Rowing on Venice's Grand Canal
Emily Lees (PhD Immunology 2016) shares her experience of rowing in the first ever all-women's race in Venice's historic galeone competition
Rowers from the women's squad of Fitzwilliam College Boat Club were challenged by Ca' Foscari University of Venice to a race on Venice’s Grand Canal, for the first ever all-women's competition in the historic galeone boats, as part of their campaign to get a women’s race included in the Regatta of the Ancient Italian Maritime Republics during its 64th edition in 2019.
The galeone is a 15-metre long boat, weighing over 750kg, which is almost eight times as heavy as the shells used for rowing on the Cam. The galeone’s seats are fixed, meaning a very different style of rowing than we're used to – the benches we sat on had a sort of shiny area on which you could slide back and forth a little, but there was a lot less leg power than we'd usually use!
Our crew was formed of current Fitzwilliam students (Ashton Brown, Jess Halliday, Alisha Levermore, Hazel Walker, Melody Swiers and myself), alumnae (Helen Fishwick and Andrea Stefkova) and two former members of the CUWBC team (Hannah Evans and Claire Watkins) who along with Ashton, were the first to row in the Women’s Boat Race on the tideway in 2015.
We were treated with exceptional hospitality by our hosts from Ca' Foscari University of Venice – they greeted us on Saturday with local pastries, took us across to their training island and gave us a brief lesson in how to operate the galeone. On Saturday evening the crews went for dinner with the Dean of the University, who was very supportive of their campaign, and even rode in the launch behind the boats during the races!
We raced on Sunday 30 September, down a section of the Grand Canal, from near the Rialto Bridge back to the University, with police boats diverting the other river traffic to give us a clear run. Unfortunately, the Fitzwilliam crew lost both of the races, the second one only by a small margin, having learnt a lot about how to improve our technique during the first race. Full credit must go to the Venetian team who were very quick off the start line and rowed strongly and consistently over the course on both occasions.

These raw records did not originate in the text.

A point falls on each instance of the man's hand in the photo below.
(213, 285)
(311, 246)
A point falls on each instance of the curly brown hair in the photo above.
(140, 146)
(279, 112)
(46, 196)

This was an incredible opportunity for both crews to make history as the first all-women's crews to row these traditional boats in competition, and we hope it will be a great step in the University's campaign for the inclusion of female boats in the Regatta Storica next year.
We feel very lucky to have been invited back to compete again next September (hopefully in the Regatta Storica) and have been offered an extra day of training to even the playing field! We also plan to invite the Venetian team to try their hand at rowing on the Cam in a return challenge.
The crew also extends their thanks to the Billygoats Society for their support with this trip.